In Wien hat sich 2011 Erstaunliches ergeben. Von den 69 Millionen Euro, die die Stadt über die Parkraumbewirtschaftung eingenommen hat, gab sie 95 Prozent nicht für das Auto aus. „Autofahrer-Abzocke“ betitelt „Österreich“ diese Zahlen, um keinen Zweifel daran zu lassen, was es davon hält.
Quelle der ÖSTERREICH-Grafik laut ÖSTERREICH: „Verwendung Einnahmen Parkometerabgabe“
Bei Betrachtung aller Fakten tut man sich schwer, diese Umschichtung der Mittel vom Auto auf den öffentlichen Verkehr als eine logische und legitime Folge des Regierungseintritts der Grünen zu interpretieren. Noch dazu wurde dafür nicht einmal ein Gesetz verändert, sondern einfach bestehender Spielraum ausgenützt. „Österreich“ deutet diese Umschichtung allerdings so, dass die rot-grüne Regierung in Wien davon abgerückt ist, die Gebühren „wie ursprünglich zweckgebunden vereinbart“ zu verwenden. In Wahrheit zwingt die Verordnung (2006 erlassen) absolut nicht dazu, diese Einnahmen für Auto-bezogene Projekte zu verwenden. Ordnungspolitische Maßnahmen sind sogar ausdrücklich vorgesehen.

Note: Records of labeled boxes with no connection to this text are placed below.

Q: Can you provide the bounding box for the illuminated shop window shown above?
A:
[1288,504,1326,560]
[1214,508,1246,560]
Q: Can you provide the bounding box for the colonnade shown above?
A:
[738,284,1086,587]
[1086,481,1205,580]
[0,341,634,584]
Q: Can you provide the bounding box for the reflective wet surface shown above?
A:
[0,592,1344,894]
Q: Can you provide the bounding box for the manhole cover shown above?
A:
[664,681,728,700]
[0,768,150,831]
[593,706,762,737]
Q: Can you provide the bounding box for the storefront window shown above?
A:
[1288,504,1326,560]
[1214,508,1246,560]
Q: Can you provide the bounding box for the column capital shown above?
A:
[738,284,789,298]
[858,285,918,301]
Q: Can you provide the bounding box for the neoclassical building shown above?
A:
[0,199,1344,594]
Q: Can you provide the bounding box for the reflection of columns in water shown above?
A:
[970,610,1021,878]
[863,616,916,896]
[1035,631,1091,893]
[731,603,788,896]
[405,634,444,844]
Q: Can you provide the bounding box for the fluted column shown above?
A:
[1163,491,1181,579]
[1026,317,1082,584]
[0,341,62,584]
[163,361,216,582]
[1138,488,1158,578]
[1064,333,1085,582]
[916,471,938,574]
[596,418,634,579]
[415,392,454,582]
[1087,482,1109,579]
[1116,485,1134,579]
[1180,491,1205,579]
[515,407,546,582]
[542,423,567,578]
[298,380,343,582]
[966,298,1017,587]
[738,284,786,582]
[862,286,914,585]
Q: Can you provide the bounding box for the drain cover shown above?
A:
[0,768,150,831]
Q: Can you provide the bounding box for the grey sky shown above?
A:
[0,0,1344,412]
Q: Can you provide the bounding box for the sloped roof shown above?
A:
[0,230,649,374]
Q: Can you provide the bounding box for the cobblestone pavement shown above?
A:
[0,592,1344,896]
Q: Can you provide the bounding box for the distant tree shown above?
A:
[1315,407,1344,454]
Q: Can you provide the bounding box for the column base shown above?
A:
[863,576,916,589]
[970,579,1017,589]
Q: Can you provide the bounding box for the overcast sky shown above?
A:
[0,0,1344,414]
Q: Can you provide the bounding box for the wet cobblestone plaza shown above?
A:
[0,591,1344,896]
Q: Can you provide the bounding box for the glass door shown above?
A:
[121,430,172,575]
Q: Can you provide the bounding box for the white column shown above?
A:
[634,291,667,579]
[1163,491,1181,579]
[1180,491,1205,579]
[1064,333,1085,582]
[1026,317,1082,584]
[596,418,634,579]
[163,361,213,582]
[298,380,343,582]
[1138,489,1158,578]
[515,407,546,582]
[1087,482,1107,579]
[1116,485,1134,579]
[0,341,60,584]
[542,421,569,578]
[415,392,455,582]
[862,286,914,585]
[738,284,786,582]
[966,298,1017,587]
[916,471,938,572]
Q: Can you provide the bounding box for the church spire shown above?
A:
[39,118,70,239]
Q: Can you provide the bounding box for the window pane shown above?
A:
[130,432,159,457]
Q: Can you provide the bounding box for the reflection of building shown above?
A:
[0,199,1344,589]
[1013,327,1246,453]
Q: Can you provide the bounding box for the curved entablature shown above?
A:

„Der Nettoertrag der Parkometerabgabe ist für Maßnahmen zu verwenden, die der Erleichterung des innerstädtischen Verkehrs dienen. Darunter sind vor allem Maßnahmen zu verstehen, die den Bau von Garagen fördern, die der Verbesserung von Einrichtungen des öffentlichen Personennah- und Regionalverkehrs dienen, oder solche, die zu einer Funktionsaufteilung zwischen Individual- und Massenverkehr führen.“ (§7 der Wiener Parkometerabgabeverordnung)
Auf Facebook kann man seit diesem Bericht die aufrechtesten unter den AutofahrerInnen beim Schäumen beobachten. „Das schlägt dem Fass den Boden aus“, geifern sie und einzelne fordern: „Diese Hurenparteien gehören verboten“. Sie schimpfen über „die Griechin“, und kommentieren in derselben Gruppe den Anstieg des Benzinpreises mit „Scheiss Grüne“.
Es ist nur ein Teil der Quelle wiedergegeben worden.